Once it matures enough for consumption, ugni blanc contains about 20% sugars. Its acidity is also high at that time. An upside to ugni blanc is that droughts do not affect it. However, low temperatures do not have a positive impact on it and it can freeze if exposed to such. Another positive trait to ugni blanc is that the seeds do not crack and hardly ever rot.
History of Ugni Blanc
There is serious debate as to the country of origin of ugni blanc. Some say it is France, although extensive plantations of it do exist in Tuscany, leading many to believe that that is where its roots should be sought. Ugni blanc is of the varieties with a centuries' long history. It was known to people as far back as Roman Times. Its official description was done much later on.
Old chronicles indicate that it was described at the beginning of the 14th century by the Italian botanist Pierre Crechentsi. As time went on, the variety that was once popular only in France and Italy gained wide fame and was exported to many other countries. In the past it was believed that adding this variety to certain red wines enhanced their color qualities and extended their shelf life. Today, however, winemakers are not of the same opinion.
Characteristics of Ugni Blanc
Ugni blanc gives light, fine and fresh wines that possess an unobtrusive flavor with flavorful nuances. The soft, refined and balanced taste is quickly picked up by any wine lover. The color of ugni blanc is light to hay yellow. In some of the wines, one may notice certain fruit tinges, reminiscent of lemon or grapefruit. The quality does not improve with aging and therefore it is not recommended.
Serving Ugni Blanc
If you've decided to serve several types of wine in one night, it's best to start off with the light ones. Following this rule, ugni blanc must be served first. When serving, the temperature of the wine needs to be about 48°F (9°C). Serve the wine in glasses, specifically chosen for light and young wines. The tulip type glass is perfect. You will know it by its rim, that protrudes out smoothly. This type of glass is a bit elongated so that the delicate flavor does not escape too quickly. When pouring in the alcoholic beverage, fill the glass up 2/3 or halfway, not up to the top.
The wonderful thing about ugni blanc is that it combines excellently with various foods. The drink is a faithful companion to exquisite specialties, as well as dishes affordable by any budget. Dishes with fish and crustaceans are a superb choice. Not so long ago, scientists proved that white wines are the most suitable alcohol when eating fish and seafood. According to the study, white wine improvements the taste of fish, while red wine undermines it and even leaves an unpleasant taste in the mouth.
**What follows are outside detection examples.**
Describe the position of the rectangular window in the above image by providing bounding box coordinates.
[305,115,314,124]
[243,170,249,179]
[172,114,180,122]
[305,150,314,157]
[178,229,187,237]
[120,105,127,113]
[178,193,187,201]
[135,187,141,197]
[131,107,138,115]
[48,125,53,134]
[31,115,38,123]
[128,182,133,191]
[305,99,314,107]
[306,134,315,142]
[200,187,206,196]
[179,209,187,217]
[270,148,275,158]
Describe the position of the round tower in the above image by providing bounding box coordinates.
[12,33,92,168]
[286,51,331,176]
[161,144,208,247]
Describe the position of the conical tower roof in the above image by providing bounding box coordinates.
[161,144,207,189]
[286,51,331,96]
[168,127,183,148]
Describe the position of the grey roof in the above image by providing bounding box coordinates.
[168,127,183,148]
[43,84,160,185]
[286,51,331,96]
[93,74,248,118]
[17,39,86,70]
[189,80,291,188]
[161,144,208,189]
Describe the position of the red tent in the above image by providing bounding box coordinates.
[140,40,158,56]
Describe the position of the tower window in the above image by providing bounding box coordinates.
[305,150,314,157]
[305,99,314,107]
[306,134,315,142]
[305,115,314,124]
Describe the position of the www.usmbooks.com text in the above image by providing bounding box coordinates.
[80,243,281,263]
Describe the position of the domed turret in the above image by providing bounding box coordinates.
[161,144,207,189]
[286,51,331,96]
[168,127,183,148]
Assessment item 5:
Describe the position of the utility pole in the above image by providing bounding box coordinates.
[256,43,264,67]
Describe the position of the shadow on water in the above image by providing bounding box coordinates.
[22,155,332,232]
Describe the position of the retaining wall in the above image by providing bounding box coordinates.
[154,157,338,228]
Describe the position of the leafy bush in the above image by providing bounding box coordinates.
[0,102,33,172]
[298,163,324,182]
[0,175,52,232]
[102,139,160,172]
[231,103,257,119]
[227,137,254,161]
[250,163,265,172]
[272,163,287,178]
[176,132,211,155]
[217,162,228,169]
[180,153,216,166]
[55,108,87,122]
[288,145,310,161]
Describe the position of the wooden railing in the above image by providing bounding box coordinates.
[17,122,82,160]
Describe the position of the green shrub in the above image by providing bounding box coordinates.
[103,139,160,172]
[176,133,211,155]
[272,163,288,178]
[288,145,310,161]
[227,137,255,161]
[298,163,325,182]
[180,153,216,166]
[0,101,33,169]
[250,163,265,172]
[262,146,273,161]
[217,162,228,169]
Among the most appetizing additions to white wine are sauteed fish with boiled vegetables, fish with leeks and thyme, fish with dairy sauce and fish with parsley in the oven. You can combine ugni blanc with Russian-style boiled crabs, crab souffle, crab salad or tomatoes stuffed with crabs and mayonnaise.
Some chefs boldly combine this type of wine with different cheeses. Hard and aromatic goat cheeses are preferred. According to many, the wine can be consumed with various vegetable salads with fresh veggies or pasta. The wine is recommended to be seasoned with saffron, thyme, marjoram or basil.